This dataset contains the information on our recent body of work on the study of magneto-ionic engineering of antiferromagnetically RKKY-coupled multilayers and all the relevant data files. Magneto-ionics, an emerging approach to manipulate magnetism that relies on voltage-driven ion motion, holds the promise to boost energy efficiency in information technologies such as spintronic devices or future non-von Neumann computing architectures. Despite the technological potential of synthetic antiferromagnets (SAFs), magneto-ionic control of antiferromagnetic coupling in multilayers (MLs) has only recently been explored and remains poorly understood, particularly in systems free of platinum-group metals. In this work, we achieve room-temperature voltage control of Ruderman–Kittel–Kasuya–Yosida (RKKY) interactions in Co/Ni-based SAFs. We observe transitions between ferrimagnetic (uncompensated) and antiferromagnetic (fully compensated) states, as well as significant modulation of the RKKY bias field offset, emergence of additional switching events, and formation of skyrmion-like or pinned domain bubbles under relatively low gating voltages.
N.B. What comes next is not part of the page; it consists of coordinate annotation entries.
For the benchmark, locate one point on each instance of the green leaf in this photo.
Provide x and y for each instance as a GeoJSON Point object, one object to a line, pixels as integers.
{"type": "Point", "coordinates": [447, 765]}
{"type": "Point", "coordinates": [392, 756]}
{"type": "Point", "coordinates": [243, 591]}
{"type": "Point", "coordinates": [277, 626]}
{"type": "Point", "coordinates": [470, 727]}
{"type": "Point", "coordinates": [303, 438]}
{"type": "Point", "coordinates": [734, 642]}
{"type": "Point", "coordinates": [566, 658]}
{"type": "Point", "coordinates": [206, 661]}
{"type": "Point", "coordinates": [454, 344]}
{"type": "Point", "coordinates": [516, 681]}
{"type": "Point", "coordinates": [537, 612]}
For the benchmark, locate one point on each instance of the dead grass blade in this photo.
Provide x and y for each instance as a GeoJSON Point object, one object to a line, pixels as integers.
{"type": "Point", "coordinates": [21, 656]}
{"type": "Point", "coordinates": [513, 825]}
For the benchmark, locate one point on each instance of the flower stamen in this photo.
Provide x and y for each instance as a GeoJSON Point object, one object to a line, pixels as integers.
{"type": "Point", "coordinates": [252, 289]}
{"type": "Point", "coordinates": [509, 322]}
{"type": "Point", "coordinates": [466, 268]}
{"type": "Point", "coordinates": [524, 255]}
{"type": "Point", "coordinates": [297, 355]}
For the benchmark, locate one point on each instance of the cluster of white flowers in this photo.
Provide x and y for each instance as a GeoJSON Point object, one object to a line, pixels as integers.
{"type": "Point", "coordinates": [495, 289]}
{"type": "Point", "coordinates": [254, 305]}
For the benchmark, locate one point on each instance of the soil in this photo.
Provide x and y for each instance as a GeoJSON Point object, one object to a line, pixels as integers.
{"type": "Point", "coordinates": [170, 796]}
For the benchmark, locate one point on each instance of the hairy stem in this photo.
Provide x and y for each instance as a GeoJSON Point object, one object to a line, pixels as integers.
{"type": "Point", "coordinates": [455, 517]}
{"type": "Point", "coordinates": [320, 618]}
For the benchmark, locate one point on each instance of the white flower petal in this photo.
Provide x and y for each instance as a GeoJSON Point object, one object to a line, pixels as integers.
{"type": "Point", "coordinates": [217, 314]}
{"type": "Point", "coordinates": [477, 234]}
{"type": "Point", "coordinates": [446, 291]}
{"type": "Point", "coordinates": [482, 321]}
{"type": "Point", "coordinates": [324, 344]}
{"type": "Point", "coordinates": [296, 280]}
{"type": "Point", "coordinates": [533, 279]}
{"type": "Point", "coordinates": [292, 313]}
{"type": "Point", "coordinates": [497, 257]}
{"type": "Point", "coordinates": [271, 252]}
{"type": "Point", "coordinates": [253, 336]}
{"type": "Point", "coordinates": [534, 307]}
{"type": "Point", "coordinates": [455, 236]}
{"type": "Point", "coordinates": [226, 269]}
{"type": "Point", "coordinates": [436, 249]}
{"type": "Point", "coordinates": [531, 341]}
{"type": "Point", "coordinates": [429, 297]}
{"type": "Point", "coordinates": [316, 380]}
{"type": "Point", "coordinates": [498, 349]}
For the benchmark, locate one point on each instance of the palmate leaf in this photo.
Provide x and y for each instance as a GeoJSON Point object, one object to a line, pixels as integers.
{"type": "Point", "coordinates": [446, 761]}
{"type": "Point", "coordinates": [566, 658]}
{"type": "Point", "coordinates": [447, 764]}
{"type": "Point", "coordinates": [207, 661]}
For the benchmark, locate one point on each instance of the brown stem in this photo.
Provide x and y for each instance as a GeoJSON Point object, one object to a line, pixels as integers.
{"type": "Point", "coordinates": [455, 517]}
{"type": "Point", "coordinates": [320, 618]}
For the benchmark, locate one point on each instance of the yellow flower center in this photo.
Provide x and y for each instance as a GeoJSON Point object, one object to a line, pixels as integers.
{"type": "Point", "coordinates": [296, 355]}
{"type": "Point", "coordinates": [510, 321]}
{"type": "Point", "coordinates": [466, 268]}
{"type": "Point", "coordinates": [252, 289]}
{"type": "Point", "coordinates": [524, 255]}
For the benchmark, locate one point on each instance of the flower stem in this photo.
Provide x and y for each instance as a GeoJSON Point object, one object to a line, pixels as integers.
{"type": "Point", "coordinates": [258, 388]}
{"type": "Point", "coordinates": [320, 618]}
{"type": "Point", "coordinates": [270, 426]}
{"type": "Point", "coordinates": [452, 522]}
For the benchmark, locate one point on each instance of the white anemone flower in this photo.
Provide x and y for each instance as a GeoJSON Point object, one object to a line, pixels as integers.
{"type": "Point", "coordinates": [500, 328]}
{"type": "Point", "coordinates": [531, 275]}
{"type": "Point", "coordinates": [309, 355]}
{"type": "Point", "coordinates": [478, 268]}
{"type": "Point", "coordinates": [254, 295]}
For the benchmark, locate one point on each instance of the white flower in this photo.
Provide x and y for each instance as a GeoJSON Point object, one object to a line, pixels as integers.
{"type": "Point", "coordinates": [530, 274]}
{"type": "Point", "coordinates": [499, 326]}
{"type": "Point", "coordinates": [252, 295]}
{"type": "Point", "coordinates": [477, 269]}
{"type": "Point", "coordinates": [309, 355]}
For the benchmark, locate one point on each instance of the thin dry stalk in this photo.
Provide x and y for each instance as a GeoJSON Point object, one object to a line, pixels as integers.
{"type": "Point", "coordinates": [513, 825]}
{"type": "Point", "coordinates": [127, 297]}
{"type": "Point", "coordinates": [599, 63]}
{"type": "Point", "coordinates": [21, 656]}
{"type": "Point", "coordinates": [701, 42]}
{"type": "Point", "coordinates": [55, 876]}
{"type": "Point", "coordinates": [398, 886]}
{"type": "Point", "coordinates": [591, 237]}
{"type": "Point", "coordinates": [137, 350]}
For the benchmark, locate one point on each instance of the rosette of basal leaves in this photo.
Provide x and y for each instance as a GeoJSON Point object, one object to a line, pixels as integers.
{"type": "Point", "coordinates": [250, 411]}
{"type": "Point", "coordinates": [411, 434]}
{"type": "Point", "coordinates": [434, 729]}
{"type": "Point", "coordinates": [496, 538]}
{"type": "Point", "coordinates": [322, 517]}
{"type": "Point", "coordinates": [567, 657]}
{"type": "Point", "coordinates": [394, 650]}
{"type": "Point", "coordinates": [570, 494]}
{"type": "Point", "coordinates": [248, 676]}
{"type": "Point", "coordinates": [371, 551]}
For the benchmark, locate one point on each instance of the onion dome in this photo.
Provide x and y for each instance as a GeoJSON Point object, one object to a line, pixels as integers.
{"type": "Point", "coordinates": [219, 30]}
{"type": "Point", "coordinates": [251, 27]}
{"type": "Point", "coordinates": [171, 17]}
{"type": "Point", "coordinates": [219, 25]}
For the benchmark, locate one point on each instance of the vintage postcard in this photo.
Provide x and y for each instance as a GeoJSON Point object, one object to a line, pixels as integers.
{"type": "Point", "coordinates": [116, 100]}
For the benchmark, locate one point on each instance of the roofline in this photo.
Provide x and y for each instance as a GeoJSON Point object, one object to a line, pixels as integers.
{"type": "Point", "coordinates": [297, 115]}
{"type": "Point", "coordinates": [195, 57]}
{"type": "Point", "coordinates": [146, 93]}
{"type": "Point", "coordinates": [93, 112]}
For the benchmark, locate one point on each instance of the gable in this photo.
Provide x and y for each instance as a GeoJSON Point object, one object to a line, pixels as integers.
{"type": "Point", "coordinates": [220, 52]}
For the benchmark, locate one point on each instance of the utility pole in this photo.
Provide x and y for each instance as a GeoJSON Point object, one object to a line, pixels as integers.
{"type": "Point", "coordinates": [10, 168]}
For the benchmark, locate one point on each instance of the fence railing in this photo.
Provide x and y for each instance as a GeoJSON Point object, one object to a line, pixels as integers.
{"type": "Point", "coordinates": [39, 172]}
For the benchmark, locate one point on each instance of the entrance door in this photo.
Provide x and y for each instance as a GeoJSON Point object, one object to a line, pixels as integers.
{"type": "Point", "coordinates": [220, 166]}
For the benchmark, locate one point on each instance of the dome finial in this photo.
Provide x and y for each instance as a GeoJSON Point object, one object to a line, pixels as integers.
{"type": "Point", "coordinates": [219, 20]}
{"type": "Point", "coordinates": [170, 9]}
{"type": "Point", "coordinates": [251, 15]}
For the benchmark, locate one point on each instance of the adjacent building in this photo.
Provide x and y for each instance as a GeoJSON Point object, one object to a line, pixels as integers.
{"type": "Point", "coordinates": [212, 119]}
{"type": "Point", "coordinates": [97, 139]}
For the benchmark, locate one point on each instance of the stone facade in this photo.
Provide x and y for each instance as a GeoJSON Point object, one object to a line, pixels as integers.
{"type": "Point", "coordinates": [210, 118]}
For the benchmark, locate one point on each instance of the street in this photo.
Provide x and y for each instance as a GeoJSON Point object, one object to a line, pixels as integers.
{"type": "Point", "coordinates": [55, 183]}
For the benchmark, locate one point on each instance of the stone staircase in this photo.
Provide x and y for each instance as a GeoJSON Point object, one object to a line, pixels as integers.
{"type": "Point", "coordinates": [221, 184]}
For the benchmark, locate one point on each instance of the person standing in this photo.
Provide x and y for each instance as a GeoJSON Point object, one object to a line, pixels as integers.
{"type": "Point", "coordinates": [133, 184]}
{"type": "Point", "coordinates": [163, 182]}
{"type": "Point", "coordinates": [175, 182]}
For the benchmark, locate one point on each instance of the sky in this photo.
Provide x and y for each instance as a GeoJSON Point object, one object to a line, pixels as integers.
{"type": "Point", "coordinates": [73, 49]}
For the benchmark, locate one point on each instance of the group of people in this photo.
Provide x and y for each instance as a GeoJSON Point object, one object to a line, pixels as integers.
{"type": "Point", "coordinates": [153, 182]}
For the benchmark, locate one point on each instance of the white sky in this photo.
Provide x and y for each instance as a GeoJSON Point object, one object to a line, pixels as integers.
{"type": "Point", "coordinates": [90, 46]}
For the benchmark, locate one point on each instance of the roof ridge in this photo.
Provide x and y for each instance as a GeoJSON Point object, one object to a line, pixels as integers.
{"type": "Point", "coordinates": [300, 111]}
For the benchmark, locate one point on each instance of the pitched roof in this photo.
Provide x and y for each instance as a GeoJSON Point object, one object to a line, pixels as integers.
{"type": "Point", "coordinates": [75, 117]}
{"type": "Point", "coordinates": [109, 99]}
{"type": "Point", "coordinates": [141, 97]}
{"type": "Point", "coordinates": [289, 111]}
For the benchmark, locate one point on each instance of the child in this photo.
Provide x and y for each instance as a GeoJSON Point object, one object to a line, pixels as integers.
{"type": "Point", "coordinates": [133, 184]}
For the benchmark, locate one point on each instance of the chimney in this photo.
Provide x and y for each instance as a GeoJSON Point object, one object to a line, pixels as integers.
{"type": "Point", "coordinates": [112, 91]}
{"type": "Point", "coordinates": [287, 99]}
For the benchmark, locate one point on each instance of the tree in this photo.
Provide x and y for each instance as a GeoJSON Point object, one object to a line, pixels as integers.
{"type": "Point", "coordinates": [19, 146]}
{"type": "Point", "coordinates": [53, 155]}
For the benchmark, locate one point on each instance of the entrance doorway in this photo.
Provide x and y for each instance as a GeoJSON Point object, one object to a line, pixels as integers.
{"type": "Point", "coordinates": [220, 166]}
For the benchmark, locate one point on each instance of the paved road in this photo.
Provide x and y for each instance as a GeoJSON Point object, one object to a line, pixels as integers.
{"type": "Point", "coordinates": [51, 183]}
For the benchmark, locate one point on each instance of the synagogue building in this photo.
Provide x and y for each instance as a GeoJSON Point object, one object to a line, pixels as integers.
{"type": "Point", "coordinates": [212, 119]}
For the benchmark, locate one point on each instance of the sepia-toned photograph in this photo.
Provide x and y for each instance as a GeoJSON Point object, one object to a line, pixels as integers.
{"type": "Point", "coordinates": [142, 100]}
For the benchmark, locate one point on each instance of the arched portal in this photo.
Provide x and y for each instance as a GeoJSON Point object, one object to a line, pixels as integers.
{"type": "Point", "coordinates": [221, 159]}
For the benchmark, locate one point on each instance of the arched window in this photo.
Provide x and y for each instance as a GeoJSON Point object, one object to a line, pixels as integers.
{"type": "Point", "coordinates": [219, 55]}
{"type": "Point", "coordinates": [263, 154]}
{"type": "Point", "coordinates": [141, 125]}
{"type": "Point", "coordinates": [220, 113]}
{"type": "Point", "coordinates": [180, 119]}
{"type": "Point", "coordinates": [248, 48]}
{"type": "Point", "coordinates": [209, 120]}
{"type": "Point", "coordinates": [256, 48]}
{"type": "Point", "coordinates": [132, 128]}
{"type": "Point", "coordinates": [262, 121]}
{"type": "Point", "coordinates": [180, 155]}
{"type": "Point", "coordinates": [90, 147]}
These phenomena are attributed to voltage-driven oxygen migration in the MLs, as confirmed through microscopic and spectroscopic analyses. This study underscores the potential of voltage-triggered ion migration as a versatile tool for post-synthesis tuning of magnetic multilayers, with potential applications in magnetic-field sensing, energy-efficient memory devices, and spintronics.

1. Description of methods used for collection-generation of data: Various experimental tools were employed in this line of work, such as magnetron sputter for the materials growth, magnetometry for magneto-electric study, transmission electron microscopy for structural study, and positron annihilation spectroscopy for defect inspections.

2. Methods for processing the data: The data files can be processed using Origin software, PowerPoint, and DigitalMicrograph.

3. Instrument- or software- specific information needed to interpret the data: For the magnetometry data, any antiferromagnetic signals were subtracted using the VSM software in our lab. The format of this dataset was converted into an open format that can be processed using Origin software.

4. Instruments, calibration and standards information: The VSM magnetometer was calibrated using a standard nickel pallet provided by the company (Micro Sense, LOT, Quantum Design). Magnetization data is shown in the paper as magnetic moment divided by the effective volume of the films.

5. Environmental or experimental conditions: The measurements were conducted in ambient conditions.

6. Quality-assurance procedures performed on the data: The results were carefully analyzed and interpreted. Peer review process of the corresponding scientific article by experts in this field has been done, and its imminent publication in Advanced Materials is expected.